When sampling data for training they sample augmented images with a probability less than 1/2. Furthermore, they consider the yaw angle distribution for each identity separately and only sample pose augmented images for an identity, if the entropy of the yaw distribution is below a certain threshold. The idea being that if the entropy is large enough, then the dataset already contains enough pose variation for that identity.

They train a ResNet-101 backbone on IMDB faces and TrillionPairs datasets using a large margin cosine loss and report state-of-the-art results on IJB-A and IJB-C benchmarks.

Reconstructing A Large Scale 3D Face Dataset for Deep 3D Face Identification

by Cuican Yu, Zihui Zhang and Huibin Li.

In this paper the authors attempt to overcome the lack of large 3d face datasets by reconstructing 3d faces from 2d models. They use ExpNet for 2d-to-3d reconstruction and VGGFace2 as the source dataset. When training the model, they first train on 2d images and then fine-tune the model using the normal component images (NCI) of the 3d faces.

Fig. 3 from the paper.

They achieve performance comparable, but not exceeding, the state-of-the-art on several 3d face verification benchmarks such as BU-3DFE, FRGC v2.0 and Bosphorus. As the authors themselves conclude, this work “is only a preliminary exploration of 2D aided deep 3D face recognition.”

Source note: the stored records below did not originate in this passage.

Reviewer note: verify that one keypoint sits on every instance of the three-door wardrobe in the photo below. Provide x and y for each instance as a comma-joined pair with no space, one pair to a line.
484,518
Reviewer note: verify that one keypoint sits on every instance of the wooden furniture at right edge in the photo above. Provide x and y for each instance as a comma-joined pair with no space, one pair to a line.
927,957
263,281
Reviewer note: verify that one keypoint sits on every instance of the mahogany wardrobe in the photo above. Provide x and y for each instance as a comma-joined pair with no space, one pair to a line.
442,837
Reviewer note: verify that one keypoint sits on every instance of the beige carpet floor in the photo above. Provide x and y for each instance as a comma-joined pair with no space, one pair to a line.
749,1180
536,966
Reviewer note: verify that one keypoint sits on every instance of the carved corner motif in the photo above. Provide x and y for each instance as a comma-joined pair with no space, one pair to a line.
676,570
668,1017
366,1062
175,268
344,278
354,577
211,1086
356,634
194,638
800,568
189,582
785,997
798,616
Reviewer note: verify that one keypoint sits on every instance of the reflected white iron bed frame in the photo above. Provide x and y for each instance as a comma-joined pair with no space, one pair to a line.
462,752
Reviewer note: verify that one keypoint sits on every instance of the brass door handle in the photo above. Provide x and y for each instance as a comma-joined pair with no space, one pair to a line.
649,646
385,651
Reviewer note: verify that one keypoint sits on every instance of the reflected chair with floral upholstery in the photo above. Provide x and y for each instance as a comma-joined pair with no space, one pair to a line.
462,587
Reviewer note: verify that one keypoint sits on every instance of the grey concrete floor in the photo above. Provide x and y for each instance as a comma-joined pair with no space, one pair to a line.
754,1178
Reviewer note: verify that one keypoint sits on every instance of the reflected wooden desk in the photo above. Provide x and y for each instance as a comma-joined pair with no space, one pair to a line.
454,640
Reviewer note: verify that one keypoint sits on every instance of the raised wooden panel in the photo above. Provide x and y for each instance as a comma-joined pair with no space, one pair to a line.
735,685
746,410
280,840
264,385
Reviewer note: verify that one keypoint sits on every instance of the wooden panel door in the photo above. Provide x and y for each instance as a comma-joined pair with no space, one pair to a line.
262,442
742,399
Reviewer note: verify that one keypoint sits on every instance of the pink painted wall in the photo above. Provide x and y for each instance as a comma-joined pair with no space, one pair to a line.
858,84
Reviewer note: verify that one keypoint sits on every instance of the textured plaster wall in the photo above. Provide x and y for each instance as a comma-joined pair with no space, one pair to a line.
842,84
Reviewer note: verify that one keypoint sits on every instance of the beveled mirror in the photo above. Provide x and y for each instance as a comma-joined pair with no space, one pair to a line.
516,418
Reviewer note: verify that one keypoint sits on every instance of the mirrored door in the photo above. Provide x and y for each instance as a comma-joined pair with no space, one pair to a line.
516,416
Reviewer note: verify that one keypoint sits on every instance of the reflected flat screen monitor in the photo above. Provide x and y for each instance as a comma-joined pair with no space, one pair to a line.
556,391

FaceLeaks: Inference Attacks against Transfer Learning Models via Black-box Queries

by Seng Pei Liew and Tsubasa Takahashi.

In the paper the authors ask the following question: If a face recognition model is trained on dataset A and then fine-tuned on dataset B, is it still possible to make inferences about the contents of dataset A if we only have black-box access to the fine-tuned model? In other words, does the fine-tuned model leak information about the original dataset A? It has been shown previously, that without fine-tuning, an ML model can leak information about its training dataset, but does this still hold after fine-tuning.

Unfortunately, the authors don’t answer this question. Instead, their result can be summarised as follows: given access to the embeddings of a face recognition model it is possible to predict with better than chance accuracy whether a given person’s image was used to train the model. Not much better than chance though. This is a significantly weaker statement, because (a) it is known that face embeddings contain a lot of (private) information and (b) black-box access to a face recognition model usually means knowing only the similarity score between two faces.

Furthermore, the model used for their experiments achieves an accuracy of only 96.4% on LFW, while state-of-the-art is >99.5%.